ELLEN: I posted my resolutions the other day. My best sources of
education are folks out there who have tried several new techniques and succeeded. So if you are reading this, please weigh in and let me know
how to get started on my ambitious year ahead. If you are worried about privacy, you don't have to use your real name in the response form. You do have to use your real email so we can stop spammers. The "forget info" button protects the innocent.
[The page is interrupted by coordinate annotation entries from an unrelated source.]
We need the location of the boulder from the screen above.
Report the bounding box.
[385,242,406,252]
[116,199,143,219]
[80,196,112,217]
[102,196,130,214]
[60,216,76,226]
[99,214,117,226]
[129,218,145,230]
Help me out, invisible girlfriends and
honorary girlfriends.
YVONNE: Ellen, you are being very selfless. Re your concerns:
1. I would love to have my daughter work out with me. So I'm going to have to do some serious lobbying to get her to commit to this. Any tips here, bloggers?
Find out what she likes to do and compromise. And resist the temptation to lecture her. The more knowledgeable I get about fitness the more I have to guard myself from being overbearing with others.
2. My husband is a golf addict and I have tried many times to take up the sport. This year I will renew my efforts. Can this marriage be saved without the links? No. How do I find the time to take lessons?
If you have no time or interest in golf I wouldn't worry about it.
3. I am a night owl and I want to switch my time orientation to morning lark.
It is so dark this time of year at 6:30 a.m. that it's hard for anyone to get their routine going. Can I suggest you wait till March. The natural light coming into my room then always gets me going.
LAURIE: I have tried golf a few times, and the one thing I discovered is it's a lot more fun to play the actual course (even if for only 9 holes) than winging balls at one of those pitch 'n' putt places. When I played with my mom (perhaps this might address another of your goals?), son and stepdad (after Parkinson's disease took the edge off his formerly excellent game), we would all just start the next hole at the spot where the closest ball landed. We didn't count strokes -- except to give up after 4 or 5! -- and had lots of fun without driving the people behind us crazy.
Probably your husband wouldn't hear of such rules. So don't play with him yet.
Please, everyone out there, share your own advice for Ellen and be entered in a drawing for fitnesswear from our Girlfriends Locker
Room Online Store!
Ellen, if you really want to learn to play golf, for yourself, not only for your man, go for it. Take lessons, spend a lot of time learning and eventually it may become something fun you can do together. And even if you don't golf together right away, you'll undoubtedly hook up with new friends who golf at your level. That might be a way to do something nice for yourself in the New Year. On the other hand, if you've tried golf on several occasions already and never really liked it, I say bag the idea. Maybe you and your husband can find something that's new for both of you (you mentioned once you wanted to take dance lessons-- that would be fun!) and then let him have his time on the golf course while you're doing things you enjoy a lot more.
Posted by: Theresa on January 2, 2004 10:27 AMThanks, Theresa. I'd really enjoy golf but it takes so much time. I'm thinking I'll have to give up sleeping to learn the game.
We should plan a Girlfriends Golf Tourney and then maybe I'd be motivated. I do hope Golfer Gals respond to me. Maybe there are really cool women golfers out there who could help me.